July 6, 2026
Sorted out... or roasted out?
Orasort: 5x faster column-sorting with an expired patent from Oracle
Oracle’s old speed trick is free now, but the comments are roasting the article
TLDR: Oracle’s once-patented database speed trick is now free for anyone to use, which could help cheaper, faster data sorting across the industry. But the real fireworks came from commenters, who argued the patent never should’ve existed and mocked the article’s explanation as sloppy and possibly AI-made.
A 20-year-old Oracle patent has finally aged out, and that means a once-protected sorting trick called Orasort is now free for everyone to use. In plain English: it helps databases put text in order much faster by comparing bigger chunks at once instead of crawling through letters one by one. That could mean lower cloud bills and speed boosts for open-source projects like MySQL and PostgreSQL. Sounds like a feel-good tech liberation story, right? The community had other plans.
Instead of cheering, commenters instantly turned the thread into a courtroom, a fact-check, and a roast battle. The loudest reaction was outrage that such an "obvious" idea was patented in the first place, with one user saying it’s "kind of insane" and arguing people probably reinvented it over and over anyway. Another camp was less interested in Oracle drama and more interested in dragging the write-up itself, calling it vague, weirdly formatted, and possibly AI-flavored regurgitation. Ouch. One commenter even dropped a better explainer like they were tossing evidence onto the table.
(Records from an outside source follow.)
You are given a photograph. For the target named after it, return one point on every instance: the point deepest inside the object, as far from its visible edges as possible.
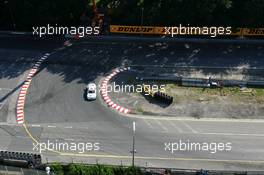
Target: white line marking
(176, 127)
(35, 125)
(51, 126)
(161, 125)
(69, 139)
(68, 127)
(189, 127)
(148, 123)
(234, 134)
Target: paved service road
(56, 109)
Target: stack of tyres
(163, 97)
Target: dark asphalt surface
(55, 100)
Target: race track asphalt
(56, 109)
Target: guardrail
(21, 159)
(157, 30)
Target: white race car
(91, 91)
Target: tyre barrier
(158, 95)
(163, 97)
(29, 159)
(104, 93)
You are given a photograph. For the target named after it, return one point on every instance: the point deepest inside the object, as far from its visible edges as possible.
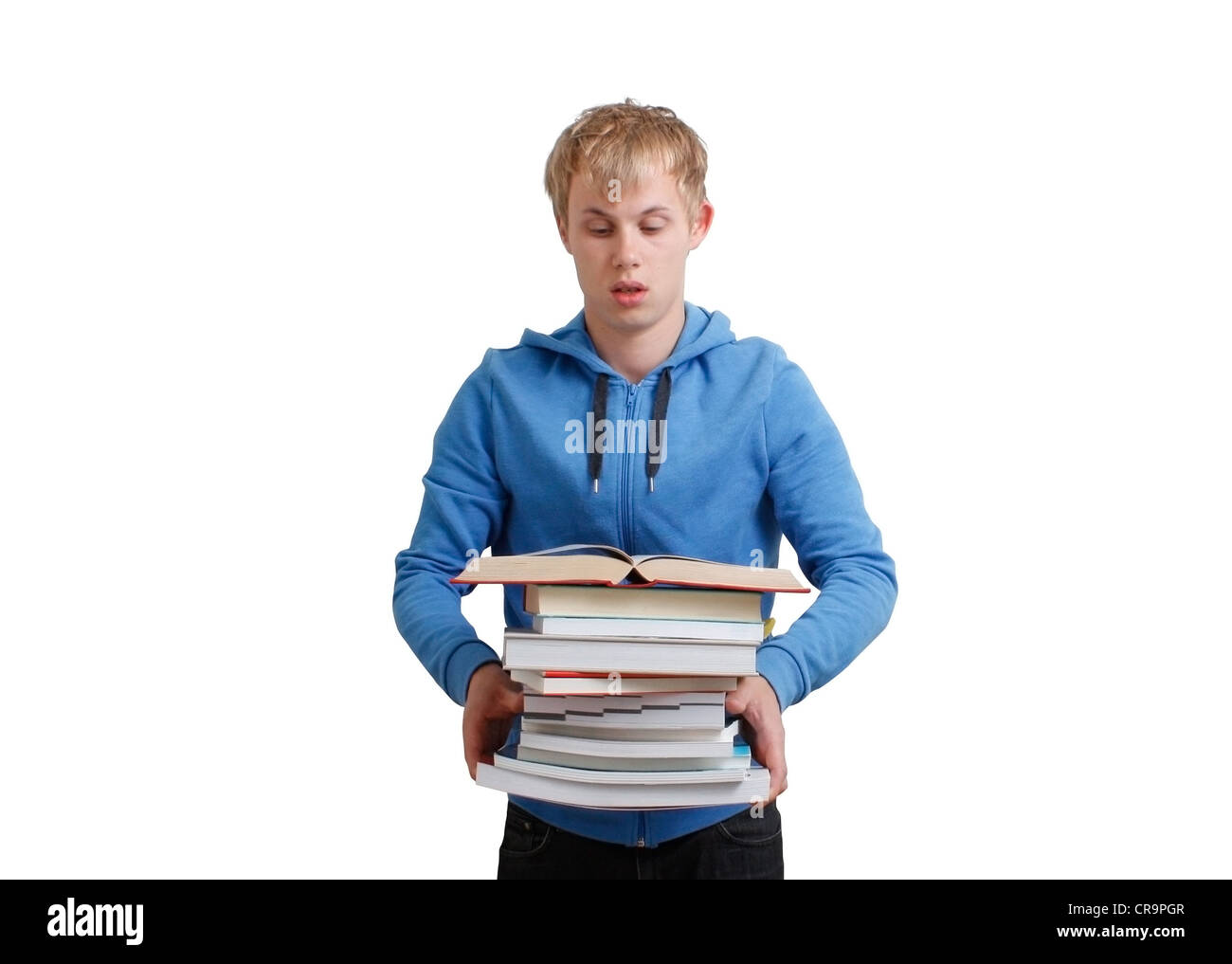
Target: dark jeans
(742, 847)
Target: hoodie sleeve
(463, 511)
(820, 508)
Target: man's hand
(492, 701)
(762, 727)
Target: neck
(635, 354)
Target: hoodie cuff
(781, 672)
(466, 659)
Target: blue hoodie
(747, 454)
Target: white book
(677, 628)
(509, 761)
(640, 764)
(677, 734)
(723, 745)
(752, 789)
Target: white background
(250, 251)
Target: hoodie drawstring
(599, 406)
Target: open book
(610, 566)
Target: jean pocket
(525, 833)
(752, 829)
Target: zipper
(626, 493)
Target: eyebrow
(648, 211)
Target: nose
(627, 249)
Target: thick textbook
(628, 655)
(610, 566)
(608, 789)
(665, 602)
(554, 682)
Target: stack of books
(626, 669)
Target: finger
(777, 767)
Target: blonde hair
(626, 142)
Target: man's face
(642, 239)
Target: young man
(752, 456)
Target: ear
(701, 226)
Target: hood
(702, 332)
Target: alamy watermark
(621, 435)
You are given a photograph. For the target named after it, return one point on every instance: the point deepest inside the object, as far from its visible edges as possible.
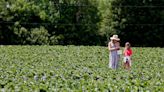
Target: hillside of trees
(81, 22)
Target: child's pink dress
(127, 56)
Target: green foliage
(139, 19)
(39, 36)
(70, 68)
(83, 22)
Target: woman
(113, 48)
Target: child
(127, 56)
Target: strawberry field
(78, 69)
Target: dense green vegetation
(71, 68)
(81, 22)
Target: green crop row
(78, 69)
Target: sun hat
(115, 37)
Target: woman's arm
(110, 47)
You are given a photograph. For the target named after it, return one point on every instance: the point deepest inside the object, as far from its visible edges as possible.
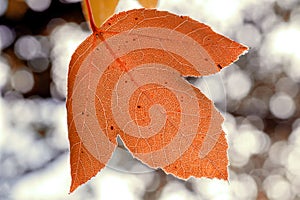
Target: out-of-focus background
(258, 95)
And yes, the nitpicking got deliciously specific. One reader zeroed in on the phrase "CPU register is naturally 8 bytes" and basically said, excuse me, what does “naturally” even mean? That turned the whole conversation from "cool, faster sorting" into a classic internet pile-on: part patent rage, part pedantry, part meme-worthy snark. In other words, exactly the kind of comment section chaos people secretly came for.
Key Points
- •The article says Oracle developed a sorting algorithm called Orasort that made database sorting 5x faster.
- •The article states that the Orasort patent, registered for Mark Callaghan, expired in 2024 after a 20-year term and entered the public domain.
- •Traditional DBMS sorting is described as comparing strings one character at a time until a difference is found.
- •Orasort is described as comparing 8-byte chunks by converting them into 64-bit integers, reducing CPU cycles.
- •The article says MySQL, PostgreSQL, and cloud providers such as AWS can benefit from the algorithm through experimentation, integration, and lower compute costs.